Still, Kane believes that will get the job done. In California, where the state health department sets staffing ratios, it took 10 years to develop them. Here, the state Department of Health will begin that process in 2024, after three years of reports from the hospital committees.

Another advantage, Kane adds, is that while some NYSNA contracts have staffing minimums for nurses, the union can’t demand that a hospital hire more ancillary staff, because those workers’ unions negotiate separately. 

“We’ll be the only state that’s including the entire care team,” she says. “Management will have to talk to all of us at the same time.”

For critical-care units, however, the Health Department is supposed to establish staffing ratios by January. That’s an area Kane knows well.

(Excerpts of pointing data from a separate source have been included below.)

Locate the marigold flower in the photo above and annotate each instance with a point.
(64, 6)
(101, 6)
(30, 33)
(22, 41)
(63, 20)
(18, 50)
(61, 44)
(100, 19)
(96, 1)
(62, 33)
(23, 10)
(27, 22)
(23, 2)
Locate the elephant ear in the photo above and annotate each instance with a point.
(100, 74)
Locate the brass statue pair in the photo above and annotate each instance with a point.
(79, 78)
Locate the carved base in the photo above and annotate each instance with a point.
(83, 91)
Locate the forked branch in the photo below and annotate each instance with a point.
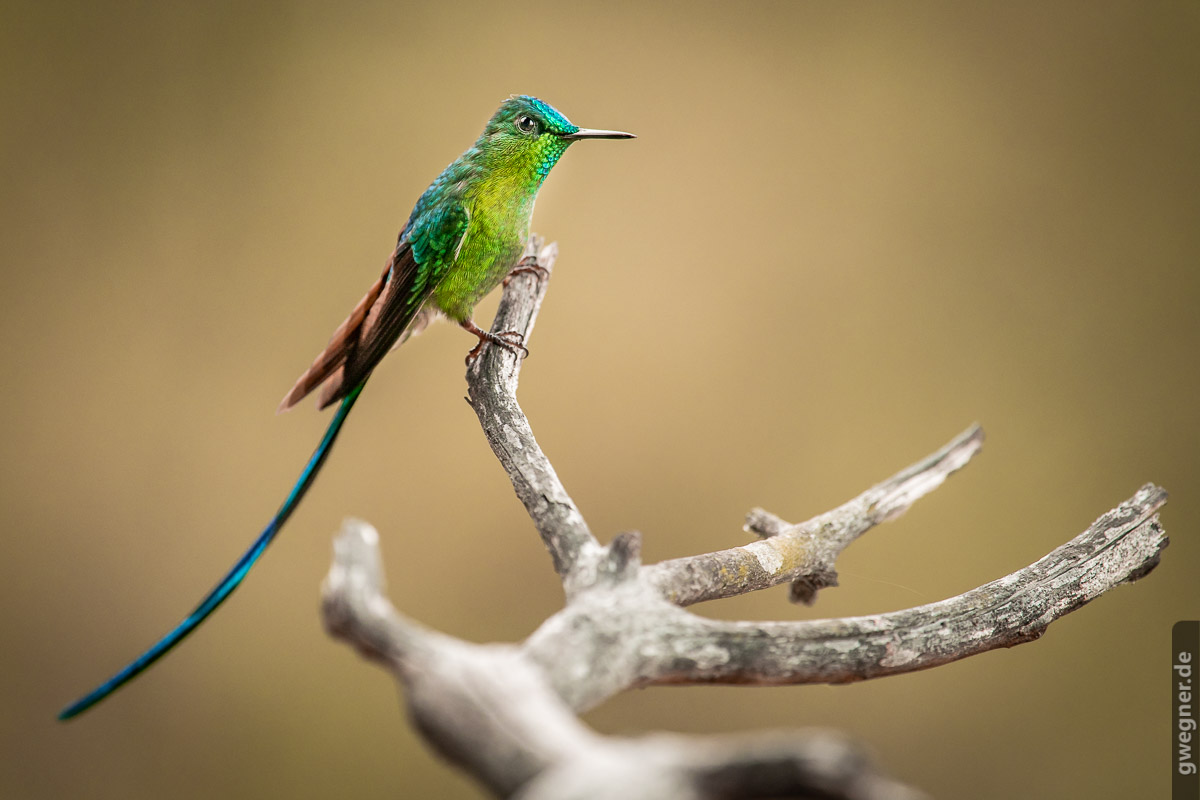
(507, 714)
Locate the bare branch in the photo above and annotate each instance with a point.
(492, 385)
(491, 711)
(807, 552)
(1120, 547)
(507, 714)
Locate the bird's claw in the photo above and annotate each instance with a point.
(510, 341)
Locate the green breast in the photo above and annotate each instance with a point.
(495, 239)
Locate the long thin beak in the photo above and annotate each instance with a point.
(589, 133)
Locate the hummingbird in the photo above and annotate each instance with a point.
(462, 239)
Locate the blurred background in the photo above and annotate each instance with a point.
(845, 233)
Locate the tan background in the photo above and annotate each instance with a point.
(845, 233)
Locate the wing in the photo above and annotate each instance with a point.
(425, 252)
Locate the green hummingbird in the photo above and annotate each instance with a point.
(463, 236)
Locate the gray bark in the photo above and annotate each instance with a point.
(508, 714)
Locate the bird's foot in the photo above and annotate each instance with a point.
(527, 264)
(510, 341)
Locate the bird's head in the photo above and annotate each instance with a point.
(527, 137)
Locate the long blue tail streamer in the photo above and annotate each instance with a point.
(225, 588)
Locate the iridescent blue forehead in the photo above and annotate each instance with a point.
(555, 121)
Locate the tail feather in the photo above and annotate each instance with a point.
(233, 578)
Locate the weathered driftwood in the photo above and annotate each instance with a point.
(507, 714)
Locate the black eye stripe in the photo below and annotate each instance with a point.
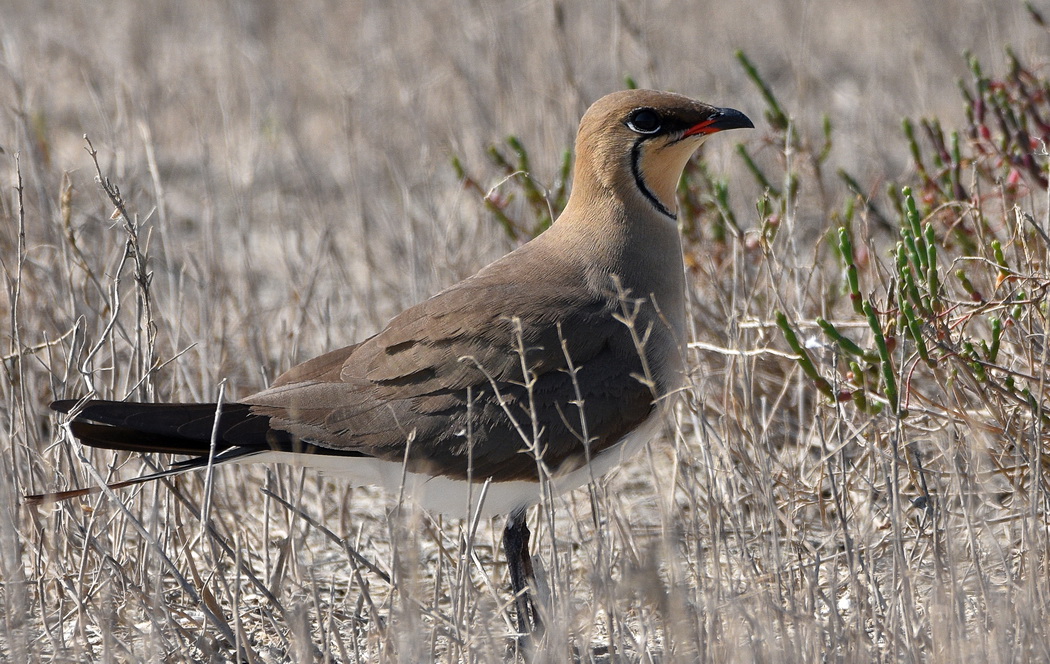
(645, 121)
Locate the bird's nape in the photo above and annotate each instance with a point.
(539, 336)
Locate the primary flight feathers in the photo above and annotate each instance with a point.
(542, 362)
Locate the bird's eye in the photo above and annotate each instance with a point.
(644, 121)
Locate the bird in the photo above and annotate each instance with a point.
(547, 368)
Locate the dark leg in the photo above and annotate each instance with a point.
(520, 565)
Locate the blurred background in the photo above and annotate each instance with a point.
(289, 166)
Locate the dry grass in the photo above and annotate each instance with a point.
(287, 167)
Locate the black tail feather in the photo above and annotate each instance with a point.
(174, 429)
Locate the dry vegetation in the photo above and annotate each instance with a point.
(286, 169)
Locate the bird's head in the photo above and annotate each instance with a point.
(637, 142)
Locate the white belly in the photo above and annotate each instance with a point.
(459, 498)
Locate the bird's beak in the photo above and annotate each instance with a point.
(723, 119)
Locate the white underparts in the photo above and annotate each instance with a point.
(458, 498)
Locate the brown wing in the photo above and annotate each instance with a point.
(448, 371)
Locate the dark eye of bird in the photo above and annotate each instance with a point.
(644, 121)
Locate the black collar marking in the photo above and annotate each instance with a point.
(639, 181)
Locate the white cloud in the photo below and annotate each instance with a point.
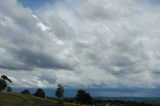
(80, 43)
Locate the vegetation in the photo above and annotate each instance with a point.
(3, 82)
(12, 99)
(38, 98)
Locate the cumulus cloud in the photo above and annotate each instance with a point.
(80, 43)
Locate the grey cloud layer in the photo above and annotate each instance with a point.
(85, 42)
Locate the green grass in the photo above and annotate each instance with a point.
(12, 99)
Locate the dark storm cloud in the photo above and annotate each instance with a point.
(110, 43)
(40, 60)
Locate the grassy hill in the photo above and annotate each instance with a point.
(12, 99)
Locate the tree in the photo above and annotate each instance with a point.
(83, 97)
(3, 82)
(26, 91)
(59, 91)
(40, 93)
(9, 89)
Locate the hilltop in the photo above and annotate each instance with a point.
(13, 99)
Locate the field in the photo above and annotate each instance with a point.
(11, 99)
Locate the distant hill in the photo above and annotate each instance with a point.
(12, 99)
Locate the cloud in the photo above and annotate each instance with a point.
(80, 43)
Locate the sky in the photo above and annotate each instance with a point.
(83, 44)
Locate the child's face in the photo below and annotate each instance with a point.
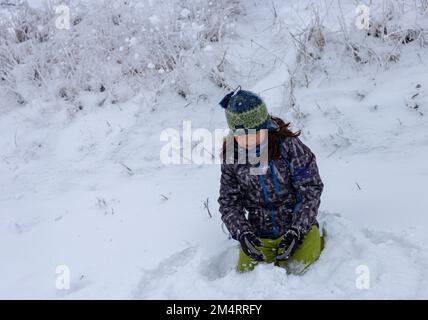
(250, 140)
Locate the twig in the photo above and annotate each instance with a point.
(130, 171)
(206, 206)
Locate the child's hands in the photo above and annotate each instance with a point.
(249, 242)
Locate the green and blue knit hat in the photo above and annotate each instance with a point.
(246, 110)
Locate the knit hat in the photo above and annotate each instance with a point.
(246, 110)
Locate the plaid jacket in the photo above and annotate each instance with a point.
(288, 194)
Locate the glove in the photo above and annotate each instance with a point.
(289, 243)
(249, 242)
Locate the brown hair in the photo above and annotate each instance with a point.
(273, 139)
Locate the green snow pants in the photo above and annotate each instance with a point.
(306, 254)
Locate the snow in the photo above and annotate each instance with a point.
(86, 189)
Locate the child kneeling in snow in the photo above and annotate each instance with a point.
(281, 199)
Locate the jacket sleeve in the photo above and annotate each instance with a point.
(230, 200)
(307, 183)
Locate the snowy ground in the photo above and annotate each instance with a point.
(67, 197)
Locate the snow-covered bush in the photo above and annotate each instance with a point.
(109, 45)
(393, 25)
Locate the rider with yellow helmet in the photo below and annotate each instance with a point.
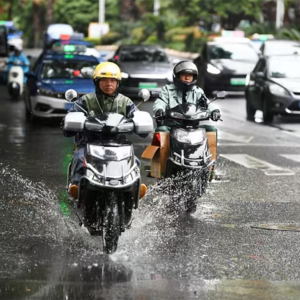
(106, 98)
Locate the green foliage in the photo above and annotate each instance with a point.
(152, 40)
(265, 28)
(138, 35)
(93, 41)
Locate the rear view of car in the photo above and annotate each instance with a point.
(143, 67)
(224, 65)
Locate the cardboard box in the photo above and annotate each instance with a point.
(159, 151)
(212, 144)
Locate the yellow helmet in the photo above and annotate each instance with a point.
(107, 70)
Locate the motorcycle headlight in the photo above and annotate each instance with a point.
(170, 77)
(110, 153)
(212, 69)
(278, 90)
(190, 137)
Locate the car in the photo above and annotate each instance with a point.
(69, 44)
(55, 31)
(224, 64)
(142, 67)
(279, 47)
(274, 87)
(52, 75)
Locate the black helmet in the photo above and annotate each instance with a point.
(186, 67)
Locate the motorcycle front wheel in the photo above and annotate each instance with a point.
(111, 228)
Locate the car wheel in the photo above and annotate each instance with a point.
(250, 110)
(268, 116)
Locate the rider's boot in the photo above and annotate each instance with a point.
(143, 190)
(73, 191)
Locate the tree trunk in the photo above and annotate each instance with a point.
(10, 11)
(128, 10)
(36, 23)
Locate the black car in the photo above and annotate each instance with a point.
(225, 63)
(142, 67)
(274, 87)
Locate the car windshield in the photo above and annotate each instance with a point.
(68, 69)
(233, 51)
(284, 67)
(143, 55)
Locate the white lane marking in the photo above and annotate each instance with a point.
(251, 162)
(258, 145)
(222, 135)
(294, 157)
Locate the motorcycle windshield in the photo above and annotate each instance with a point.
(111, 119)
(188, 111)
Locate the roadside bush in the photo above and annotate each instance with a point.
(289, 34)
(110, 38)
(151, 40)
(179, 31)
(94, 41)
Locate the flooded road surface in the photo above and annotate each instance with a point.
(215, 253)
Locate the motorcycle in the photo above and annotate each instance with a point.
(189, 163)
(15, 80)
(110, 187)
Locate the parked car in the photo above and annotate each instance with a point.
(274, 87)
(55, 31)
(52, 75)
(279, 47)
(224, 64)
(143, 67)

She was a nurse for more than 30 years before she became director of NYSNA in December 2019, mostly at Staten Island University Hospital. 

In critical care, she says, the optimum is one nurse for every two patients, but sometimes, that’s not enough. When she worked in an open-heart surgery operating room, “they couldn’t figure out a way to have me take care of more than one patient,” she says. The overall aim, however, is to prevent one nurse from having to pick up a third or fourth patient.

Even for less critical patients, she says, having six patients per nurse “doesn’t give you any flexibility.” 

One impetus to pass the staffing bill, Kane says, came in March, when the journal Medical Care published a study led by Linda Aiken of the University of Pennsylvania’s School of Nursing. In surveying the outcomes for more than 400,000 Medicare patients at 116 hospitals in New York State in 2017-18, it found that staff ratios ranged from 4.3 to 10.5 patients per nurse, with an average of 6.3. An increase of one patient in their average workload, it estimated, correlated with a 13% increase in the death rate, as well as longer hospital stays and more readmissions.

The report estimated that if the ratio of patients per nurse had been reduced to 4:1, that would have saved more than 4,000 lives.

“We finally have the pathway,” Kane says. “We need to be involved in setting these standards.”